Step 4: Change it into blue
If your hydrangea is pink in nature, it means that your soil is high on alkaline. To change your pink hydrangea into a blue one, you’d need to reduce the alkaline contents of your soil by making it acidic.
You can easily do this by purchasing soil that meets the requirements, but if you want to stick with your own ground soil, adding acidic agents will do the trick. The best way to do this is by increasing the presence of aluminum.
This is where the compost, coffee grounds, and pine needles come into play. These items are great for adding aluminum to your soil, so place them in the soil where you plan to transfer your hydrangea.
If your soil is really high on alkaline, then it’s best to add aluminum sulfate to keep the levels down during the growth process. For this process, just add 4 tablespoons of the substance for every gallon of water. Apply this solution to your flower’s base every 2 weeks.
For maximum results, try to test the pH of the water you use for your plants. The pH level should not be more than 5.6. This is to ensure that the water does not affect the condition of the soil.
Step 5: Change it into pink
For pink hydrangeas, you’ll need to do the opposite by removing the presence of aluminum. The garden lime that we listed earlier is the main substance here.
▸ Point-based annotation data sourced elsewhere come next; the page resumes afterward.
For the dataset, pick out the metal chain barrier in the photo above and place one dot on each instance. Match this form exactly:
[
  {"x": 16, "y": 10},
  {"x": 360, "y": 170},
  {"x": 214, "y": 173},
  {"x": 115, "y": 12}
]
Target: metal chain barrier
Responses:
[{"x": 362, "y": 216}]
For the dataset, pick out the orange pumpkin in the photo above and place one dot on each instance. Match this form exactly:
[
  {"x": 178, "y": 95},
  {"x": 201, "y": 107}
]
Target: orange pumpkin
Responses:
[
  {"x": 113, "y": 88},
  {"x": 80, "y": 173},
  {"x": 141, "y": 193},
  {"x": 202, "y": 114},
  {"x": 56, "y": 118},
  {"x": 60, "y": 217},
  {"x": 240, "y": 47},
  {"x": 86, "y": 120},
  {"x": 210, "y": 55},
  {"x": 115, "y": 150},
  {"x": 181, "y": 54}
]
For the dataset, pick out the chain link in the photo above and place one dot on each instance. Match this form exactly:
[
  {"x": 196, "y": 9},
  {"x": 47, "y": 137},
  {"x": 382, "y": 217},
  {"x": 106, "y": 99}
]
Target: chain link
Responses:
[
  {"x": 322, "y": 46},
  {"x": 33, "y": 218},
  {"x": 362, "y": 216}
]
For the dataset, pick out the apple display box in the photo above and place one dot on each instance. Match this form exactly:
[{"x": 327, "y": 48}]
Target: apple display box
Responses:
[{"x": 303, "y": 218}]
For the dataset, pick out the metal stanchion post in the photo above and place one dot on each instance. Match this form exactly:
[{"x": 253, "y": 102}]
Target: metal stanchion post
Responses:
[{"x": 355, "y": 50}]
Liming your soil will increase its pH above 7, and the garden soil does this exactly.
Pour around 4 cups of garden lime to the base of your hydrangea for every 3 weeks. Make sure to check the pinkish color of the flower at all times so you’d know when to increase the amount of garden lime.
Once you’ve changed your soil into the right acidity or amount of alkaline required, then you’re good to go. Just transfer your plant to the controlled environment you made using the container.
Remember, whether it is blue or pink, the intensity of the color will be up to mother nature to decide. There are many factors that will affect it, so lower your expectations. Sometimes, what you see in the pictures is not the real intensity of the color.
Wrapping it Up
Hydrangeas are beautiful flowers that are perfect for special occasions and are traditionally used for ornaments too. The good news about this is that you can grow them in your own backyard and change their colors to your preference.
Although it may sound tricky, the steps in changing your flower to either blue or pink is quite easy to do. The materials are just right around your house and there’s no need for any equipment other than an affordable soil pH tester.
With that said, just a little bit of patience and extra care are all your plant requires for a beautiful bloom in spring.